# Videos on how to submit your EOI and 189 Application etc.



## NB (Mar 29, 2017)

Although Zaback21 has done an excellent job in giving the steps involved in a PR, the actual process, still remains very difficult for the members to complete

I am giving links to 5 videos which will go a long way in helping all the applicants to see an actual application being completed and will answer many of their questions

How to submit your EOI






How to submit the 189 application





How to attach the Documents to your 189 application





How to submit your Medical assessment 





How to submit your ICT Skills Application to ACS





Cheers


----------



## ENGINEER291085 (May 31, 2017)

newbienz said:


> Although Zaback21 has done an excellent job in giving the steps involved in a PR, the actual process, still remains very difficult for the members to complete
> 
> I am giving links to 4 videos which will go a long way in helping all the applicants to see an actual application being completed and will answer many of their questions
> 
> Cheers


Really awesome..i think we all need this kind of look and feel of actaul application logging...
Great work..
N thnx for sharing too bro...
I will need it in later phases after acs and all..?


----------



## NB (Mar 29, 2017)

ENGINEER291085 said:


> Really awesome..i think we all need this kind of look and feel of actaul application logging...
> Great work..
> N thnx for sharing too bro...
> I will need it in later phases after acs and all..?

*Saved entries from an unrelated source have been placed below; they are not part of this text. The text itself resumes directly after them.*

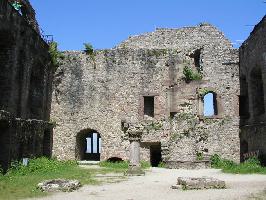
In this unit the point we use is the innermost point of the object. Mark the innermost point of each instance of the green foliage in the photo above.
(55, 54)
(88, 49)
(20, 181)
(190, 75)
(162, 165)
(145, 164)
(154, 126)
(16, 5)
(203, 91)
(199, 155)
(40, 165)
(251, 165)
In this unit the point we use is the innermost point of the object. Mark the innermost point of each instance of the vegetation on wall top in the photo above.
(55, 54)
(88, 49)
(190, 75)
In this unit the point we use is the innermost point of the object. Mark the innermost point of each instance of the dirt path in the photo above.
(155, 185)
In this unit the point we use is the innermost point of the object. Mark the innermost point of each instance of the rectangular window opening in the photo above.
(149, 106)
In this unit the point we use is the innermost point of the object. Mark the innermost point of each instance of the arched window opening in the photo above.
(6, 48)
(88, 145)
(47, 143)
(243, 98)
(210, 104)
(257, 92)
(243, 149)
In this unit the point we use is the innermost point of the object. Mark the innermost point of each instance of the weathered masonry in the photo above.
(25, 86)
(160, 81)
(252, 94)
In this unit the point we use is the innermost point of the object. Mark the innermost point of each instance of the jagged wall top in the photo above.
(183, 38)
(28, 13)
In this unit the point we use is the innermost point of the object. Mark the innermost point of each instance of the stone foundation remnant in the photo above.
(188, 183)
(134, 165)
(57, 185)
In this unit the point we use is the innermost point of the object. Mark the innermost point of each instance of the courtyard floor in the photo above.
(156, 185)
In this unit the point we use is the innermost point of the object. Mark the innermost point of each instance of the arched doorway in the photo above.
(243, 149)
(210, 104)
(88, 145)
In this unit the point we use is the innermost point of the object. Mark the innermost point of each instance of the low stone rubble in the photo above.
(58, 185)
(188, 183)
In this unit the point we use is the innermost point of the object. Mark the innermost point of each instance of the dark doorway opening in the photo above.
(47, 143)
(155, 154)
(257, 92)
(243, 149)
(4, 146)
(88, 145)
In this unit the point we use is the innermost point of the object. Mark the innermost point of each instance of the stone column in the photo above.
(134, 165)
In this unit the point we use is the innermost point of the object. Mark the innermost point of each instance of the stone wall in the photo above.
(106, 91)
(25, 88)
(253, 90)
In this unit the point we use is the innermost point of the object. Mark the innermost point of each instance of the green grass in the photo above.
(20, 181)
(250, 166)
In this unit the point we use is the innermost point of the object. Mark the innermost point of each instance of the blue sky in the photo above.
(105, 23)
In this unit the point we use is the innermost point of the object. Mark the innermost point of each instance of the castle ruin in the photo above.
(141, 82)
(159, 83)
(25, 87)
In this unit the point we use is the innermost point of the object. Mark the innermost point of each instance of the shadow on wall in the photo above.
(88, 145)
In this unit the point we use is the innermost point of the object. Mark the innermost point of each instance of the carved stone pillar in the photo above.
(134, 165)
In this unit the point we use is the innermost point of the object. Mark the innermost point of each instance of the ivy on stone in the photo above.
(16, 5)
(190, 75)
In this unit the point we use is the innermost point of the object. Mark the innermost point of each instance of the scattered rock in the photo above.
(57, 185)
(188, 183)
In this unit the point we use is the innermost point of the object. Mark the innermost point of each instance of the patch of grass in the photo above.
(250, 166)
(114, 165)
(20, 181)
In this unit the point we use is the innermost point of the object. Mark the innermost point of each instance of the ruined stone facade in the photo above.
(253, 90)
(25, 88)
(141, 82)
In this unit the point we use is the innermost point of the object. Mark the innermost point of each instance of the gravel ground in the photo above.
(156, 185)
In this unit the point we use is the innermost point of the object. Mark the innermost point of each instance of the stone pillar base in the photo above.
(134, 171)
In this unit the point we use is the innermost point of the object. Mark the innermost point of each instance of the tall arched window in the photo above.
(210, 104)
(257, 92)
(88, 145)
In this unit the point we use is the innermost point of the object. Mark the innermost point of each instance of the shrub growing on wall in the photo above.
(190, 75)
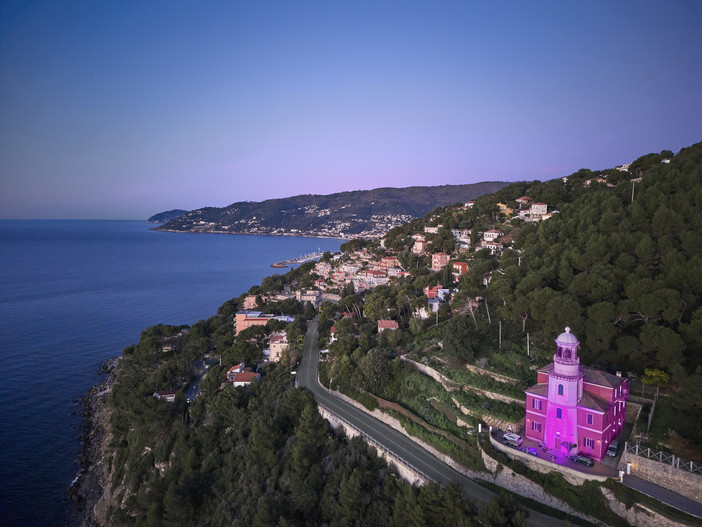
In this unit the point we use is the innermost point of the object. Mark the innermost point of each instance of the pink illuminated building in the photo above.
(573, 408)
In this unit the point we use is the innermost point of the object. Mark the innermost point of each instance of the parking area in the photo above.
(606, 468)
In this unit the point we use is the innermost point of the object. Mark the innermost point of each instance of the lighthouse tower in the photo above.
(565, 389)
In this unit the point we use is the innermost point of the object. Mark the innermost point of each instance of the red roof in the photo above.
(238, 367)
(246, 376)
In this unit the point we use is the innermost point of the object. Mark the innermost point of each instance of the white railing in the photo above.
(378, 445)
(662, 457)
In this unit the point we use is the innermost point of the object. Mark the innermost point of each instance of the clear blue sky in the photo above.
(117, 109)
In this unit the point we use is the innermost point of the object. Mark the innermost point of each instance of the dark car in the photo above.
(583, 460)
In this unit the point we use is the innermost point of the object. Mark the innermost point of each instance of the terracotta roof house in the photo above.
(231, 373)
(387, 324)
(278, 344)
(459, 268)
(246, 377)
(439, 261)
(246, 319)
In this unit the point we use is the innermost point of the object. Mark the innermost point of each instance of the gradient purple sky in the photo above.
(124, 109)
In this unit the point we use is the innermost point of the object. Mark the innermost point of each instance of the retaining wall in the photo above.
(406, 471)
(680, 481)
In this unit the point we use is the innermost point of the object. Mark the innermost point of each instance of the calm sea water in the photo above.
(72, 295)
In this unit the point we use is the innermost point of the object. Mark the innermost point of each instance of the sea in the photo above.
(74, 294)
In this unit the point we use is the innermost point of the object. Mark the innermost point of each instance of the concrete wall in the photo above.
(682, 482)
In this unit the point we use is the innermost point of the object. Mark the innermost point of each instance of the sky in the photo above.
(123, 109)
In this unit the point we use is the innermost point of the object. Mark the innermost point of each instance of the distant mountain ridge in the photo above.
(365, 213)
(163, 217)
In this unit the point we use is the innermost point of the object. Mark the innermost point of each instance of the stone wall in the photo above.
(574, 477)
(680, 481)
(405, 471)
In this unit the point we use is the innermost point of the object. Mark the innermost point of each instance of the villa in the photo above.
(573, 408)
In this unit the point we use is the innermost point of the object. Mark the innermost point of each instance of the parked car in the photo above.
(583, 460)
(612, 448)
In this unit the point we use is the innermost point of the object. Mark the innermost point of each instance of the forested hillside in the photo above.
(343, 214)
(618, 259)
(259, 455)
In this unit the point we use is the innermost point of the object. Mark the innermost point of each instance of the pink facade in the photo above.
(574, 408)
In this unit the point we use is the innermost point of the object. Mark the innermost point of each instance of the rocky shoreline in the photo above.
(90, 491)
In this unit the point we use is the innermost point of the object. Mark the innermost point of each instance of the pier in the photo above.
(299, 260)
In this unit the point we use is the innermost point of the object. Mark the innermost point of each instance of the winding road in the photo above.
(391, 439)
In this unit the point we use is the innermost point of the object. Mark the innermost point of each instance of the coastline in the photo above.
(293, 234)
(90, 490)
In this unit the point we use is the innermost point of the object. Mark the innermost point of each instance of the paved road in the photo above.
(390, 438)
(667, 496)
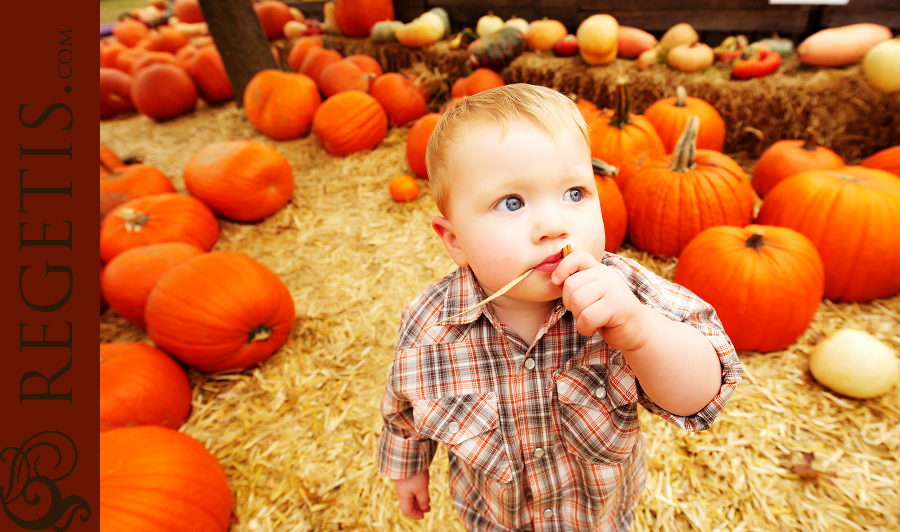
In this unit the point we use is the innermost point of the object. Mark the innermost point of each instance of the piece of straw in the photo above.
(565, 251)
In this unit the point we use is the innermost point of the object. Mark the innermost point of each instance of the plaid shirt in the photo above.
(540, 437)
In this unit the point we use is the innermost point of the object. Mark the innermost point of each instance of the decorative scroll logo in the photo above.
(33, 476)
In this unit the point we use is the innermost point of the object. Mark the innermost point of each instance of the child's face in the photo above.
(515, 202)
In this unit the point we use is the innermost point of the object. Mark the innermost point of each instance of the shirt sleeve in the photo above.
(680, 304)
(402, 452)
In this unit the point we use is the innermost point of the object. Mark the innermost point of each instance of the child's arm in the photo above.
(412, 493)
(676, 365)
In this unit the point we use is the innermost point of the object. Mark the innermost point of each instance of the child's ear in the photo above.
(444, 230)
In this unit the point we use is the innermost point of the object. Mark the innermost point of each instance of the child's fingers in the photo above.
(575, 262)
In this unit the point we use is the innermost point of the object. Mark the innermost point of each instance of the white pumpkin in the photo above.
(855, 363)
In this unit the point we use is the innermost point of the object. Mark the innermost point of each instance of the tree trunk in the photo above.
(239, 36)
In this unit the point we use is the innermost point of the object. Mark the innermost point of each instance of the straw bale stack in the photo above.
(297, 434)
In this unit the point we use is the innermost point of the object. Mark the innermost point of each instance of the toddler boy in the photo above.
(535, 394)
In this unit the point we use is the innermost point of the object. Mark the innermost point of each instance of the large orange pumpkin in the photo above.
(788, 157)
(612, 205)
(220, 311)
(765, 282)
(402, 97)
(169, 217)
(240, 179)
(850, 214)
(356, 17)
(162, 91)
(675, 196)
(417, 143)
(157, 479)
(886, 159)
(349, 122)
(141, 385)
(129, 277)
(131, 181)
(623, 139)
(281, 104)
(669, 116)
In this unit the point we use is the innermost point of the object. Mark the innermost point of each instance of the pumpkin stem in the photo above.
(623, 106)
(756, 241)
(811, 143)
(603, 168)
(680, 97)
(686, 148)
(134, 219)
(259, 334)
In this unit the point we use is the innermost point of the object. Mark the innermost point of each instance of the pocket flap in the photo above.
(456, 418)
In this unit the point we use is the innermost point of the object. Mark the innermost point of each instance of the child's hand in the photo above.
(601, 301)
(413, 495)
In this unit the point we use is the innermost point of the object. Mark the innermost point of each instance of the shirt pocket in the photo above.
(598, 412)
(469, 425)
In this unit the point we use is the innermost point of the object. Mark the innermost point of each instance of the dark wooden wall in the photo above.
(713, 19)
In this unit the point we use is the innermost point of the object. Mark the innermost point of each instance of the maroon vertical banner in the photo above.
(49, 379)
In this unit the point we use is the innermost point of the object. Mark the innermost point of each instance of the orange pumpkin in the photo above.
(300, 48)
(128, 278)
(850, 214)
(163, 91)
(240, 180)
(765, 282)
(131, 181)
(349, 122)
(130, 31)
(156, 478)
(480, 79)
(673, 197)
(343, 75)
(624, 139)
(417, 143)
(886, 159)
(169, 217)
(355, 18)
(281, 104)
(612, 205)
(220, 311)
(205, 66)
(788, 157)
(115, 92)
(402, 97)
(273, 15)
(141, 385)
(669, 116)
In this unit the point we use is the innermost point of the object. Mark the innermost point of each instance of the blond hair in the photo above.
(542, 106)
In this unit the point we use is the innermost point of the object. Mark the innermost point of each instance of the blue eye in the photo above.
(510, 204)
(574, 194)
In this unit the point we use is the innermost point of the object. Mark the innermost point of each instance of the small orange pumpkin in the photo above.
(240, 180)
(673, 197)
(788, 157)
(417, 143)
(156, 478)
(131, 181)
(141, 385)
(169, 217)
(220, 311)
(765, 282)
(281, 104)
(130, 276)
(349, 122)
(669, 116)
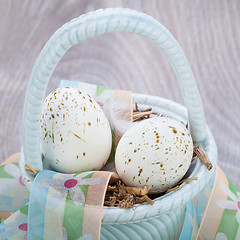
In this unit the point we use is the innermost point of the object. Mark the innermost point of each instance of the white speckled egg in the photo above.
(75, 133)
(156, 152)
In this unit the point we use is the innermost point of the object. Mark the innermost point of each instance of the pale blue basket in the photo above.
(165, 218)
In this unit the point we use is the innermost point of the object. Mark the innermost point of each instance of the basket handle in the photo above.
(93, 24)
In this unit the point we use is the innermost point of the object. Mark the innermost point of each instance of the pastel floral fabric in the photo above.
(11, 185)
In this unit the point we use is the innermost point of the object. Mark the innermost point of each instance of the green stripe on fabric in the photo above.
(229, 225)
(112, 154)
(73, 215)
(73, 218)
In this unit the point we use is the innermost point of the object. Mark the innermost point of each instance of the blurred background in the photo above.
(208, 32)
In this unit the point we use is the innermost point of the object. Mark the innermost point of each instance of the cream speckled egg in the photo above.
(75, 133)
(157, 152)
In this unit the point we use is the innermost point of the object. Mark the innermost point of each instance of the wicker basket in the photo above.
(165, 218)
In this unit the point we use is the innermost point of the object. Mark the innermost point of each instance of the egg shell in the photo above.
(75, 133)
(156, 152)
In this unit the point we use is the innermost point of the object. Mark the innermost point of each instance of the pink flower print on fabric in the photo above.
(13, 188)
(221, 236)
(233, 204)
(71, 183)
(15, 228)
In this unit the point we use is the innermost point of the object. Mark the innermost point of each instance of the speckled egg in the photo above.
(75, 133)
(156, 152)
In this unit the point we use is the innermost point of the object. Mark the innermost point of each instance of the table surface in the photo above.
(208, 32)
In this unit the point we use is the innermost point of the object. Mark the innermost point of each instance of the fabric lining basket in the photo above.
(165, 218)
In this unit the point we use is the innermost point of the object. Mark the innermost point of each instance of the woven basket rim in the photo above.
(167, 202)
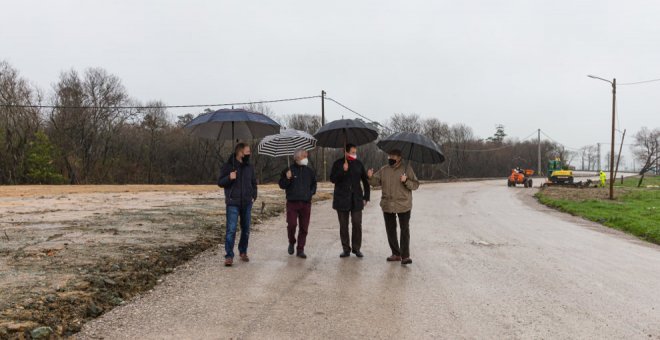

If all the new applicants spend 30 minutes reading sultans guide and then watching all the 4 videos seriously, Most of their doubts will be cleared and they will not have to ask on the forum

If it were on me, I would it mandatory for anyone joining the forum to confirm that they have read Sultan's writeup on the steps to PR and these 4 videos 

Cheers


----------



## Hembu (May 9, 2016)

Thank you!


----------



## espionage (Jul 15, 2017)

#How to submit your ICT Skills Application to ACS

is not working. please check in youtube for detail.


----------



## NB (Mar 29, 2017)

espionage said:


> #How to submit your ICT Skills Application to ACS
> 
> is not working. please check in youtube for detail.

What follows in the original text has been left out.